In matters of outlook he saw himself as having an obligation to preserve the walls surrounding the ultra-Orthodox public and thus he came out strongly against academic degrees for women from the Bais Yaakov seminaries, against programs for the ultra-Orthodox in academia and in the army, against the use of the Internet and against the ultra-Orthodox media in all its stripes.

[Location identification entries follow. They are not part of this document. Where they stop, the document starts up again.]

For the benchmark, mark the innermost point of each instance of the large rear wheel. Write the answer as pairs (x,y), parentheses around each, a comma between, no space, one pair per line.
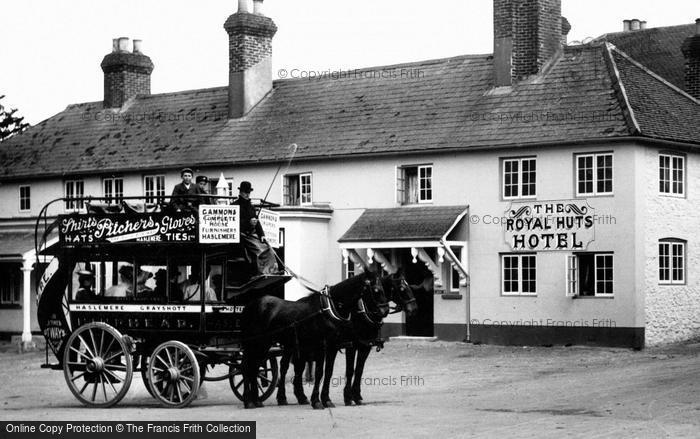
(97,365)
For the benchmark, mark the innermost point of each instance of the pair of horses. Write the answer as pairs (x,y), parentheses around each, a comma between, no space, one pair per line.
(314,328)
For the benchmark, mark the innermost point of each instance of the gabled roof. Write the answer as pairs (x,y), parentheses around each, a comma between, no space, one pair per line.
(432,105)
(658,49)
(416,223)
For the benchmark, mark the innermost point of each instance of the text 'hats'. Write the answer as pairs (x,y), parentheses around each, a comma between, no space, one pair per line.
(245,187)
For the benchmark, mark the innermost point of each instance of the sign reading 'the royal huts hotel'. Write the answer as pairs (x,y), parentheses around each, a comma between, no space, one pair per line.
(550,226)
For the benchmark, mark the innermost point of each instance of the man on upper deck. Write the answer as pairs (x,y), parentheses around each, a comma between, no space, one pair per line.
(180,201)
(252,234)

But his power was limited and his limitations were obvious concerning the issue of the racial discrimination in ultra-Orthodox education. The principals of the Lithuanian seminaries (schools for girls), who supposedly did as he bid, for many years ignored Rabbi Elyashiv’s Rabbi Elyashiv’s official position to the effect that the schools must enroll a quota of a minimum of 30 percent of their students from MIzrahi families (families with origins in the Muslim countries), and not a maximum of 30 percent as they interpreted this.

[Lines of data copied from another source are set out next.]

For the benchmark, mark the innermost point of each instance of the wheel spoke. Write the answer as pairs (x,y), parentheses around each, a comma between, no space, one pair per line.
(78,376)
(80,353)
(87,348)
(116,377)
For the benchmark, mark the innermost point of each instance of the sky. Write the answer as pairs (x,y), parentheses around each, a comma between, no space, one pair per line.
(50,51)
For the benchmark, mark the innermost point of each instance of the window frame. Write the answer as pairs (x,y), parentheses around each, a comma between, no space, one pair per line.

Not only the elite, but also the ultra-Orthodox rank and file voted with their feet: Many ultra-Orthodox ignored Rabbi Elyashiv’s rabbinical rulings prohibiting the use of the Internet, non-kosher mobile phones, wigs and more, and the extremist fanatics of the Eda Haredit were often enraged at him without him being able to enter into confrontation with them.

He and his late wife Sheyna-Haya, a daughter of Rabbi Arieh Levin, had 12 children. In May of 2009, he saw the start of the sixth generation of his descendents, with the birth of a grandson to one of his great-grandchildren.

So who will succeed Rabbi Elyahsiv? There are a number of candidates, the most senior of whom is Rabbi Aharon Leib Steinman, Rabbi Elyashiv’s number 2 and the supreme authority on matters of education, a young Jew of 96. There are also Rabbi Chaim Kanievsky, Rabbi Nissim Karelitz and Rabbi Shmuel Auerbach. Most of these men, incidentally, are related to Rabbi Elyashiv by marriage. However, another possibility is that not one but several successors will be chosen, which could lead to splits within the Lithuanian sector.